= Safety valve theory =

American theory of economic development

The safety valve theory was an American theory of economic development that held the availability of free land and continued expansion westwards into the American frontier contributed to American development, explained the lack of labor movements in the United States, and promoted democracy, economic equality and individualism. The premise was that individuals who were frustrated with poor labor conditions and lack of freedoms in urban areas in the East could escape to the frontier, which in turn created a restraint on political repression and labor abuse in the East.

As a theory on how to deal with unemployment, the safety-valve theory led to the Homestead Act of 1862 in the United States. Given the concentration of immigrants (and population) on the Eastern coast, it was hypothesized that making free land available in the West would relieve the pressure for employment in the East. By analogy with steam pressure (= the need for work), the enactment of a free land law, it was believed, would act as a safety valve. This theory meant that if the East started filling up with immigrants, they could always go West until they reached a point where they could not move any further.

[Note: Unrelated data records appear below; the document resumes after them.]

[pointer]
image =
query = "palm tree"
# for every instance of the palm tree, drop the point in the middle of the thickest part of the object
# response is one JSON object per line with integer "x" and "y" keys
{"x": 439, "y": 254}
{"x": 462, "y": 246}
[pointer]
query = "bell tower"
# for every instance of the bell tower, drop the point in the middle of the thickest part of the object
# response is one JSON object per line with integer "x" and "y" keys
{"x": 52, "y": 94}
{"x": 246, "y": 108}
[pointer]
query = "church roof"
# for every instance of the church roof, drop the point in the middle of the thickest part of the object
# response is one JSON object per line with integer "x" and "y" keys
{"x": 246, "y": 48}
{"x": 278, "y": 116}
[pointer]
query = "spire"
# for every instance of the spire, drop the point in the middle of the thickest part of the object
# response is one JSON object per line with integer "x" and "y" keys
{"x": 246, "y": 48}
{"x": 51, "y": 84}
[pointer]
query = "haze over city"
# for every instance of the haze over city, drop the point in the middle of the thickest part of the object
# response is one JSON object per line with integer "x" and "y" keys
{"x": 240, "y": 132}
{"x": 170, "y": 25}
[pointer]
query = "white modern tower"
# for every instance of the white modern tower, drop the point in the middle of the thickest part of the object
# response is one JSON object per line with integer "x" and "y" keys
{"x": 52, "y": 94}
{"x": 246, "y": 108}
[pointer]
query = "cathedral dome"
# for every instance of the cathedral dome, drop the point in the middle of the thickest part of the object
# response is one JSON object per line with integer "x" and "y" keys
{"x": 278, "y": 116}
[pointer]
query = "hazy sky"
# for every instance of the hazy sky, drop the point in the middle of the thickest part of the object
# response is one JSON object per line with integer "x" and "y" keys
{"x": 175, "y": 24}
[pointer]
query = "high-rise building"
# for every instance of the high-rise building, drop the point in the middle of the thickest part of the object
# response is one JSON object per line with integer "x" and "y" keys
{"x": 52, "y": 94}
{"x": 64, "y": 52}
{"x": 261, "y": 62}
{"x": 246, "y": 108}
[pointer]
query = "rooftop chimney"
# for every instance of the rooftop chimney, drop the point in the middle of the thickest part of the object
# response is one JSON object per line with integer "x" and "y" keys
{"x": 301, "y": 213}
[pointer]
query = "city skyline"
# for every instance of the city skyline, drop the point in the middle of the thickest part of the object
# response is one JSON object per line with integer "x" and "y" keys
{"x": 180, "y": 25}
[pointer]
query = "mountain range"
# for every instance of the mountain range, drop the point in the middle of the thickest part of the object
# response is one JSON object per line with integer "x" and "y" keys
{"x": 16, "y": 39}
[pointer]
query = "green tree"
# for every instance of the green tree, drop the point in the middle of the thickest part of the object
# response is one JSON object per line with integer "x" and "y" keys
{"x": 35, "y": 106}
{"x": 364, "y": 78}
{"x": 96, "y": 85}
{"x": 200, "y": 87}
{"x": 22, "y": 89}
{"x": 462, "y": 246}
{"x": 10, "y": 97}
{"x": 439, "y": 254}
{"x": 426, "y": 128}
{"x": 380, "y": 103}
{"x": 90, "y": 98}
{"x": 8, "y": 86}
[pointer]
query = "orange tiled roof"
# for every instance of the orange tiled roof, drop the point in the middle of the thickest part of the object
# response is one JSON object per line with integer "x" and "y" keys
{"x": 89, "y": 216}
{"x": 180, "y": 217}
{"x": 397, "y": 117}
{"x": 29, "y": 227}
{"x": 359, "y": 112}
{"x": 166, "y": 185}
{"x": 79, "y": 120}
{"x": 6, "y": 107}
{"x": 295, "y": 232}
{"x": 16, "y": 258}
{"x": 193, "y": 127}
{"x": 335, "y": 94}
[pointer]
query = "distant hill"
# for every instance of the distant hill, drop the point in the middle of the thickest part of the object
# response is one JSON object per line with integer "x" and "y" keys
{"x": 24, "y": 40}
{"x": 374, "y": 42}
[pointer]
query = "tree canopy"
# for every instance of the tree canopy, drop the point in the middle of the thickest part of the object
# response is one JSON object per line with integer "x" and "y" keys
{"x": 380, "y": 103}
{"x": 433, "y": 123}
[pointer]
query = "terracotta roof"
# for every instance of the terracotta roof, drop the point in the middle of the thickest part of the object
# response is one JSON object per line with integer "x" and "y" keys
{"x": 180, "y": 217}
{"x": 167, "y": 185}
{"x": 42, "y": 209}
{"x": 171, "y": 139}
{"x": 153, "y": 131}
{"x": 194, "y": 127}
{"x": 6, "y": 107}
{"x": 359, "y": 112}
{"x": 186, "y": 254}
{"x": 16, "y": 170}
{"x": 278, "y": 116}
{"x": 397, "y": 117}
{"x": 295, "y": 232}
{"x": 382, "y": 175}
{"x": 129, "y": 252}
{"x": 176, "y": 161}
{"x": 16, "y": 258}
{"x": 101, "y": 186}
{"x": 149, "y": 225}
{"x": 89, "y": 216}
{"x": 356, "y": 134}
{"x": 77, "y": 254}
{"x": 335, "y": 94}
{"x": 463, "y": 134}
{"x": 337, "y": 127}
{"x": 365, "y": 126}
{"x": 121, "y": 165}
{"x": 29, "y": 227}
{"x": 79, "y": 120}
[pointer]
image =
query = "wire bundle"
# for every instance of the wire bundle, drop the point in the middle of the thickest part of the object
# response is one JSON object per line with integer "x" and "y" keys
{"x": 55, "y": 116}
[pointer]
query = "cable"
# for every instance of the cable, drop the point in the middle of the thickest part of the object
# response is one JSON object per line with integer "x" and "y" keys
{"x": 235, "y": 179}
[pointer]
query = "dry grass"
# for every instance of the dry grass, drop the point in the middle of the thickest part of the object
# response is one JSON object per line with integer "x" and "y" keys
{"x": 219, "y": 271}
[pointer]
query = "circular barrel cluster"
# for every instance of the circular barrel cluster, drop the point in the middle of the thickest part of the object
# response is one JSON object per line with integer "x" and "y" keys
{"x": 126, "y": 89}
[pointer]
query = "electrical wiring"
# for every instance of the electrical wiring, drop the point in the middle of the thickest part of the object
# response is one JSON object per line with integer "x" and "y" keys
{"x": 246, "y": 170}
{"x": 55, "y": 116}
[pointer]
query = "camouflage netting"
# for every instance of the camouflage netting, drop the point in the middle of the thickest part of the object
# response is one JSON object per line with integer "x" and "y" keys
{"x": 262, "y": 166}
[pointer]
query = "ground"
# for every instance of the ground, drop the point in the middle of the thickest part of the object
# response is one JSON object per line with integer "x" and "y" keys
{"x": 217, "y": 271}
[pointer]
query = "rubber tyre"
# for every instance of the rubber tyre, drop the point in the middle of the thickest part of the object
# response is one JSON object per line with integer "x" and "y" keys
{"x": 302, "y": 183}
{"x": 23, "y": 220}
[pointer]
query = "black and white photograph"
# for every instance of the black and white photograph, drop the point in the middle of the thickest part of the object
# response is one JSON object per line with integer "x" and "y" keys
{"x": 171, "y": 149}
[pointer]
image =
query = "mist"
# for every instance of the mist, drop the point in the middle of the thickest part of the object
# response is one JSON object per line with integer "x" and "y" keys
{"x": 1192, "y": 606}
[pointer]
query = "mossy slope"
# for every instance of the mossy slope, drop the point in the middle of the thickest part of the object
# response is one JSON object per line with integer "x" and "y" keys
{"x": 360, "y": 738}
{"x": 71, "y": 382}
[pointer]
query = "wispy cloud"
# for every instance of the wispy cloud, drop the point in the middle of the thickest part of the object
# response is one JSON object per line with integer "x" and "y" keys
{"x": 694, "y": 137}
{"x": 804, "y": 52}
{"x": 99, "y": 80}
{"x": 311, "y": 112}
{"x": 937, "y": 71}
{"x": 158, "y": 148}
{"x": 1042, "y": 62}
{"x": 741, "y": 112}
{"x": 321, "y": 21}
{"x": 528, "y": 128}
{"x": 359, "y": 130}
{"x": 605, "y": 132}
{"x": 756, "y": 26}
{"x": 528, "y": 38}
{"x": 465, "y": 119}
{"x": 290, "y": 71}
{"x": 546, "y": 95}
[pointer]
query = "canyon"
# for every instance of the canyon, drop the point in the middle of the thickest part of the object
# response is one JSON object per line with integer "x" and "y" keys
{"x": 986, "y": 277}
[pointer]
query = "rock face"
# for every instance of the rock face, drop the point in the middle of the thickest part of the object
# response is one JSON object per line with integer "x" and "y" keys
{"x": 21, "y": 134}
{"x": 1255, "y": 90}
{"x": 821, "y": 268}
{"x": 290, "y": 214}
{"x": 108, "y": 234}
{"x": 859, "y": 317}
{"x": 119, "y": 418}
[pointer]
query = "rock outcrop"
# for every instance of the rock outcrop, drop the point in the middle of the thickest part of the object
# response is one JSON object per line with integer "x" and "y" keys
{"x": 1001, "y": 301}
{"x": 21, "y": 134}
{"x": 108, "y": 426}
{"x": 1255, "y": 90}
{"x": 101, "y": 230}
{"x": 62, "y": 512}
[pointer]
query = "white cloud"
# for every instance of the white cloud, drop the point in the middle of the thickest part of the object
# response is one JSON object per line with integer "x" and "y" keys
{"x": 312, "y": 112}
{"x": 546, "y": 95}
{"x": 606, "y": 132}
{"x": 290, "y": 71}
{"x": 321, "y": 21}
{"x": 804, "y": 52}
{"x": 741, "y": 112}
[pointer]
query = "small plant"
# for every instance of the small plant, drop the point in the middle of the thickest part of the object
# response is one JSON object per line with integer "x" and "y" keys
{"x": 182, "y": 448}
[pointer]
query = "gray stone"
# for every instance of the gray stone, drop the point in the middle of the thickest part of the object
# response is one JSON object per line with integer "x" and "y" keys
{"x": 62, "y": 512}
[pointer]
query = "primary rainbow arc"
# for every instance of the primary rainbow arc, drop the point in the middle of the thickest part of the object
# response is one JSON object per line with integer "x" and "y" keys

Frederick Jackson Turner has been credited with establishing the safety valve theory. Some scholars have argued that Benjamin Franklin's writings were consistent with safety valve theory, as Franklin argued that the vastness of the United States means that workers will not accept cheap wages from employers because they have the option to settle land of their own.

A distinction has to be made between (1) the safety valve theory as an ideal and (2) the safety valve theory as embodied in the Homestead Act of 1862. There is a dispute whether and to what extent the Homestead Act did or did not succeed as a safety valve in ameliorating the problem of unemployment in the East. Opposition to giving away free land came from employers, who anticipated either a shortage of employees or conditions favorable to employees.